When everything broke, we stopped going out. Evenings were spent sitting on the broken couch, watching the plaster flake slowly from the wall. The television was broken - not that we’d watched it for a long time, anyway. The radio, the computer, even the bookshelves: broken. The pages had fallen out of all the books, scattering across the floor like giant yellowing snowflakes, piling up in drifts against the walls, blown by the wind of our passing through the room.

We didn’t recognize it at the time, but we were broken, too. Time had cracked and warped the glue holding us together, leaving us still connected, but pulled and contorted into uncomfortable shapes, unable to break free of each other. One of us twisted to look behind, the other held, unable to see anything but the ceiling, like plastic toy action figurines melted together over a flame. Figuratively, of course.

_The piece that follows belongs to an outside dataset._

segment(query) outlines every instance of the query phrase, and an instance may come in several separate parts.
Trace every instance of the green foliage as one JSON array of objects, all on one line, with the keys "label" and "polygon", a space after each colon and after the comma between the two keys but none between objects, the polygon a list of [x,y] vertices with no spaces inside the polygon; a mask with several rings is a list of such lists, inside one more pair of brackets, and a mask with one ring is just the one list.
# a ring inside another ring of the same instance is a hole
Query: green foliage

Moonlight poured through the holes in the ceiling like candle wax, pooling on the floors, and we created characters from the shadows it cast. People, animals, it didn’t matter to us. Everything had a name, a personality, flaws. We never realized we were merely renaming everything in the image of our distorted symmetry, creating a universe of broken, imaginary things.

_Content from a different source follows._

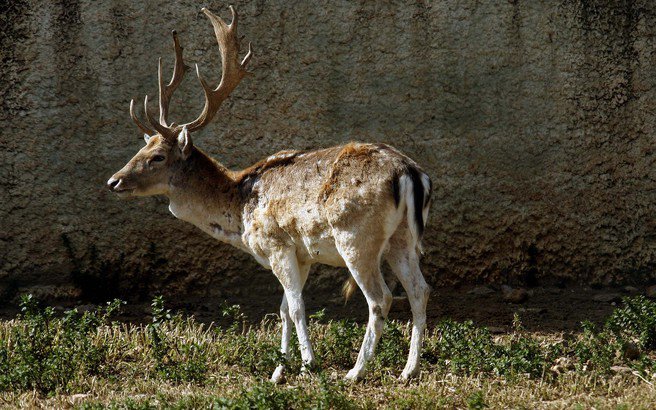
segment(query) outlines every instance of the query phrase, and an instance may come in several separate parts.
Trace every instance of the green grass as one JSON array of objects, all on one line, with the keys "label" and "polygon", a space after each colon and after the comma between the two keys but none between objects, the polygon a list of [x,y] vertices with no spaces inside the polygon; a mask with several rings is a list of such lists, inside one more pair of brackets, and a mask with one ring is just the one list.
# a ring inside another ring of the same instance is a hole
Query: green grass
[{"label": "green grass", "polygon": [[[656,303],[627,298],[603,326],[535,335],[518,317],[507,335],[445,320],[427,332],[422,372],[398,379],[410,326],[388,321],[362,382],[342,380],[364,327],[310,319],[319,369],[288,382],[267,381],[282,360],[278,321],[246,323],[226,306],[227,327],[174,314],[161,298],[148,325],[112,321],[122,302],[55,314],[31,296],[0,322],[0,406],[149,408],[649,408],[656,402]],[[294,339],[295,340],[295,339]]]}]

A shard of glass from a cracked window pane fell to the floor with a sharp crash, breaking into even more pieces, bouncing over the carpet of fluttering pages, some coming to rest at my feet. Blankly, I stared down, seeing but not seeing the shattered glass glinting dully in the pale light. I picked it up, unmindful of dangerous edges, blind luck saving me from damage. I turned the sliver of glass back and forth before my eyes, examining the corners and the two opposing sides of smooth unbroken clarity. It meant something… I couldn’t put my finger on it. Everything was muddled, hazy, broken.

A cloud passed over the face of the moon, and the room became dark. I knew my way back to the couch, next to you, but things had moved when the light went away. I kicked a chair, and it tipped over, unbalanced on three legs. A table appeared in front of my shins, the low-hanging cord from the three-winged ceiling fan bounced off of my forehead with a soft thwup.

Finally, I felt the torn fabric of the couch beneath my seeking hand, and I resumed my place beside you on the collapsed cushion. I resumed staring at the broken, crumbling house. I resumed my idle un-curiosity at my decaying surroundings. Quietly, your hand sought mine, and clutched it tightly, fingers entwined.